“Reprehensible” New Allegations That Former Hedge Fund Manager Shkreli Now Harming AIDS Patients With “Excessive Price” for Daraprim
Washington, D.C. (Sept. 23, 2015)—Today, Rep. Elijah E. Cummings, Ranking Member of the House Committee on Oversight and Government Reform, sent a letter to former hedge fund manager Martin Shkreli regarding serious new allegations that his company, Turing Pharmaceuticals, is “harming AIDS patients by delaying the provision of Daraprim in direct violation of federal anti-discrimination regulations.”
“Boosting corporate profits at the expense of AIDS patients is reprehensible, and we have an obligation to investigate this matter immediately,” Cummings wrote. “Over the past week, you have engaged in several defiant and arrogant interviews and Twitter exchanges regarding your decision to increase the price of Daraprim from $13.50 to $750 per tablet overnight. But these new allegations raise serious concerns about your pricing decisions and your commitment to helping patients in need of this critical medication.”
Cummings made the request after obtaining a letter from the National Alliance of State and Territorial AIDS Directors – which represents public health officials who administer state and territorial HIV and hepatitis prevention and care programs across the country – to the Office of Pharmacy Affairs within the Health Resources and Services Administration.
The letter explained that, since Turing Pharmaceuticals acquired Daraprim, several AIDS Drug Assistance Programs (ADAPs), which provide access to HIV-related drugs to low-income individuals with limited or no prescription drug coverage, “have experienced difficulty in acquiring Daraprim” at the price required under the 340B Drug Discount Program.
The letter explained how these actions violate federal regulations that prohibit “discouraging entities from participating in the discount program.” The non-discrimination provision “requires manufacturers to make 340B prices available to covered entities through the same distribution channels available to other purchasers.”

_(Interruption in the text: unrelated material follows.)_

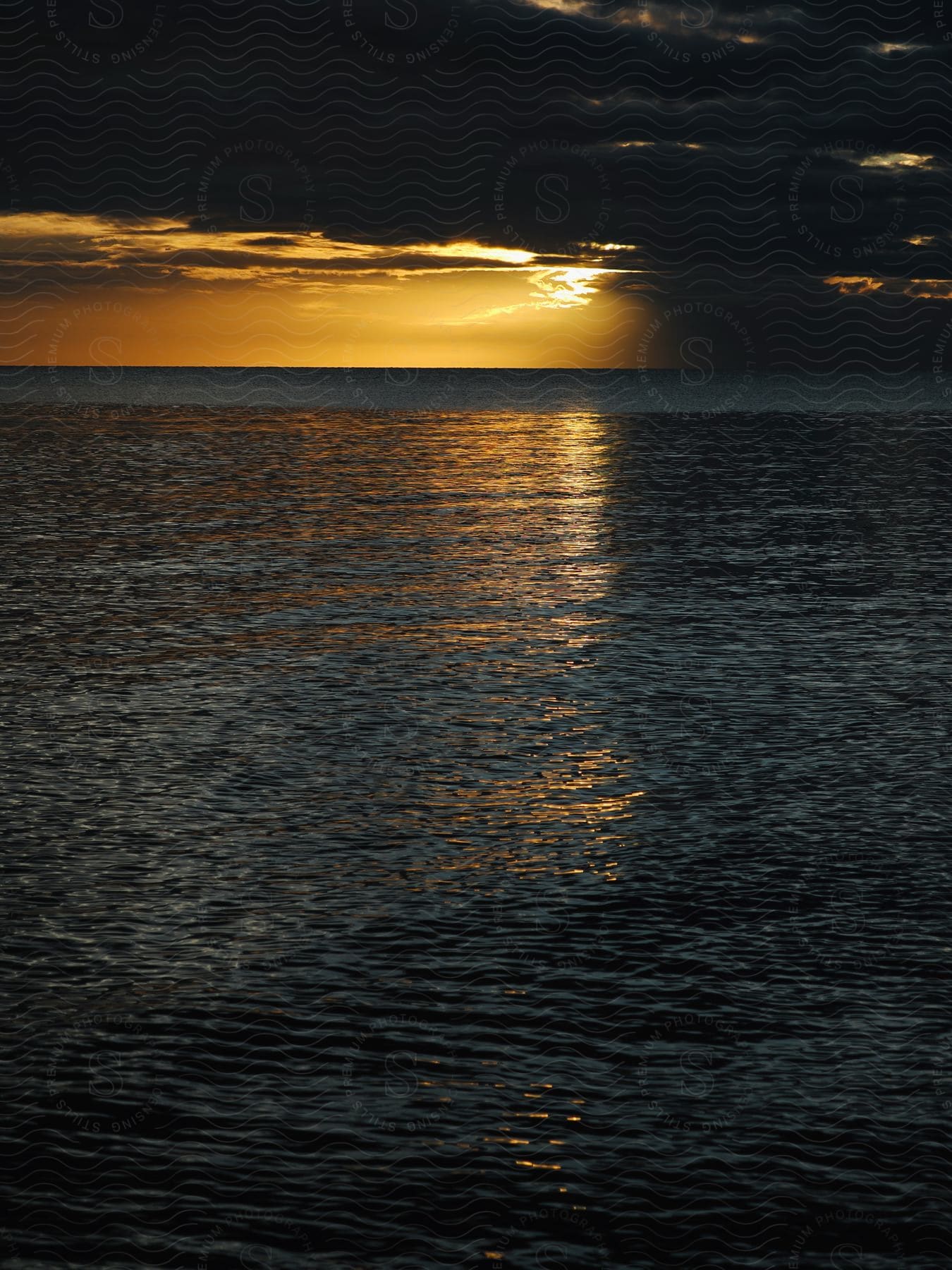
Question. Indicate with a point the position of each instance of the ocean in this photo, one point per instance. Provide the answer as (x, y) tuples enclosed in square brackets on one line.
[(487, 822)]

“Of greatest concern,” Cummings wrote, is that the letter warns that “Turing’s restrictive purchasing program for 340B covered entities has harmed patients.” For example, the letter states that “Georgia was forced to remove Daraprim from the formulary because of the excessive price. ADAP clients in Georgia who need Daraprim must access it through charity care or a patient assistance program, which can lead to delays in care that impact patient health.”
Cummings requested copies of all documents referring or relating to the company’s pricing for Daraprim under the 340B program, including but not limited to memoranda, reports, and emails among and between Turing employees by October 9, 2015.